As a response to the Mumbai terror attacks, this smacks of hysteria and has disturbing ramifications in the longer term

If fresh evidence were needed that books and writers are one of the greatest threats to bigotry, especially during times that are malleable enough to be twisted to serve their agenda of hysteria and fear, Mumbai provides an eloquently senseless example. Hard on the heels of the terror attacks in the city and the resultant "ban" declared on Pakistani artists and their works by Raj Thackeray, leader of the rightwing Hindu party, Maharashtra Navnirman Sena (MNS), the Oxford bookstore in Churchgate in Mumbai has been asked to remove all books written by Pakistani authors from its shelves on the "friendly advice" of the police.
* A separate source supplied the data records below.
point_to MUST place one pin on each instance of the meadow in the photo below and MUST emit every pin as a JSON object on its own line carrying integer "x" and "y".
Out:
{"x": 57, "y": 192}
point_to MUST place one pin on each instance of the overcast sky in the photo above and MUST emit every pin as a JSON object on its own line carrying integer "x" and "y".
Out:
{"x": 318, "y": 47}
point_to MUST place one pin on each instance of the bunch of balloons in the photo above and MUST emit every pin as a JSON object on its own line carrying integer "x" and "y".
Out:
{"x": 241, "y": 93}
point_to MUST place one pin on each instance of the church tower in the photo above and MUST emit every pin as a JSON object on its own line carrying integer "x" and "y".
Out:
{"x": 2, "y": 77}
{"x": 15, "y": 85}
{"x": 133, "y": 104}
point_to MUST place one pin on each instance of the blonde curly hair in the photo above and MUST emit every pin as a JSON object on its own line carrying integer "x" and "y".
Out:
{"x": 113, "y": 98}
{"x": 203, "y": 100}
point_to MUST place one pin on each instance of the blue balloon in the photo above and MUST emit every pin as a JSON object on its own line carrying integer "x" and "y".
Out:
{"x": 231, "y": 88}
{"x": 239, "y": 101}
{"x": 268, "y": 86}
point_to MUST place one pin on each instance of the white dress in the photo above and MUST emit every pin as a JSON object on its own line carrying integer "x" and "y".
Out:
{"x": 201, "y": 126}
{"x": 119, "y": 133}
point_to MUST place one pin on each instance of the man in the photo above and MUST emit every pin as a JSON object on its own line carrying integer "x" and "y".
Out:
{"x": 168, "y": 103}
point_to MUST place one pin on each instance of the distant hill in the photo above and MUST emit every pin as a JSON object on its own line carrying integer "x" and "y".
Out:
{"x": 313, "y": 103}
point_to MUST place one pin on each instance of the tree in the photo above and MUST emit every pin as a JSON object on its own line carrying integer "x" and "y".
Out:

Is it possible to determine the "friendliness" of the advice? In the store manager’s words, "A policeman from the Marine Drive police station dropped in at our store and told us to be careful about a possible attack. He advised us to remove books and CDs related to Pakistan, as we may be targeted after the recent terror strikes. He reminded us of Thackeray’s ban." How diligent of the Mumbai police to be so proactive in protecting from possible vigilante attacks: the policeman in question denied having advised the bookstore against stocking Pakistani literature. He had dropped in to "check that everything was all right".

One wonders if this dutiful "dropping in" has anything to do with the MNS employee at the same store who warned his manager not to display Pakistani books. In righteous anger, the staff member explained to the Times of India, "After the recent attack on Mumbai, why should we have any Pakistani material in our bookstore?" Unlike the collusive and internalised censorship that saw french fries renamed "freedom" fries after 9/11, this is a more straightforward case of petty terrorising by apparatchiks. Let us not forget that these are the very people who attack Clinton Cards outlets just before Valentine’s Day every year for selling corrupting tokens of foreign cultures. The mirage of purity remains, as ever, the holy grail of the right.

But there are more disturbing ramifications to be reckoned with before we dismiss this as cultural illiteracy, anti-democratic intolerance of all kinds of pluralities, or rightwing "patriotism" (that massive holdall, which accommodates some of the greatest criminalities in history). It is all those things, but also something more. Like those who had never read a single word written by Salman Rushdie but bayed for his blood on the publication of The Satanic Verses and after his knighthood, these censors are terrorists in the purest sense of the term: playing at the politics of fear by manufacturing a terrifying Other to intimidate and to disseminate lies. By what crazy logic would one seek to have, say, Philip Roth or Joan Didion removed from bookstores if one finds the existence of Guantánamo Bay intolerable? And what do the MNS suggest we do with one of the greatest Urdu writers of the last century, Saadat Hasan Manto, who was born in undivided India in 1912 and only spent the last seven years of his life, from 1948-55, in the new country of Pakistan? Is he "Pakistani material"?

The Pakistani writers the MNS want to banish from bookshops would have been the first not only to condemn but also to understand, expose and analyse the intractable history of such acts. Now, more than ever, we should be rushing out and dedicating entire shelves and tables in bookstores to Pakistani writers. A culture that bans books, especially on the grounds of such dangerous nationalism, is a culture on the brink of self-destruction.